After the process is complete, you should have a directory filled with multiple JSON files. The following is the contents of one output files that contains the original clinical note (prompt field) and the resulting structured data (response field):

{
    "prompt": "Patient: John Doe (MRN: 123456), a 45-year-old male, visited the clinic on 03/15/2023 complaining of severe chest pain that started a few hours prior. He was diagnosed with angina following an ECG and blood tests. He was prescribed aspirin and nitroglycerin for management and advised to follow up in two weeks.",
    "response": "{\n  \"mrn\": \"123456\",\n  \"patient_name\": \"John Doe\",\n  \"age\": 45,\n  \"sex\": \"male\",\n  \"visit_date\": \"03/15/2023\",\n  \"reason_for_visit\": \"severe chest pain that started a few hours prior\",\n  \"diagnosis\": \"angina\",\n  \"medications\": [\"aspirin\", \"nitroglycerin\"]\n}"
}

Merging the Results

If you want to converge the data of all output JSON files into a single JSON file, you can use the provided response-json-merge.py script.

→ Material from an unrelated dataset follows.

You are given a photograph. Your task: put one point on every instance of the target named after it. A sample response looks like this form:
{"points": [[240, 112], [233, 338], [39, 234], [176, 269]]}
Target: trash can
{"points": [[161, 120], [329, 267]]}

python response-json-merge.py --input-dir clinical_notes_data --output-file clinical_notes_data.json

After merging the output data the file will look like this extract below:

  [{
    "mrn": "678234",
    "patient_name": "William Roberts",
    "age": 50,
    "sex": "male",
    "visit_date": "06/20/2023",
    "reason_for_visit": "joint pain and swelling in his fingers",
    "diagnosis": "rheumatoid arthritis",
    "medications": [
      "Methotrexate"
    ]
  },
  {
    "mrn": "667890",
    "patient_name": "Maria Gonzalez",
    "age": 58,
    "sex": "female",
    "visit_date": "11/05/2023",
    "reason_for_visit": "follow-up on her diabetes",
    "diagnosis": "diabetes",
    "medications": [
      "metformin",
      "glipizide"
    ]
  },
  {
    "mrn": "123456",
    "patient_name": "John Doe",
    "age": 45,
    "sex": "male",
    "visit_date": "03/15/2023",
    "reason_for_visit": "severe chest pain that started a few hours prior",
    "diagnosis": "angina",
    "medications": [
      "aspirin",
      "nitroglycerin"
    ]
  }]

Now that you have clean, structured data, you can process it via an ETL pipeline to insert it into a database, or convert to a parquet file or similar to ingest by a data lake.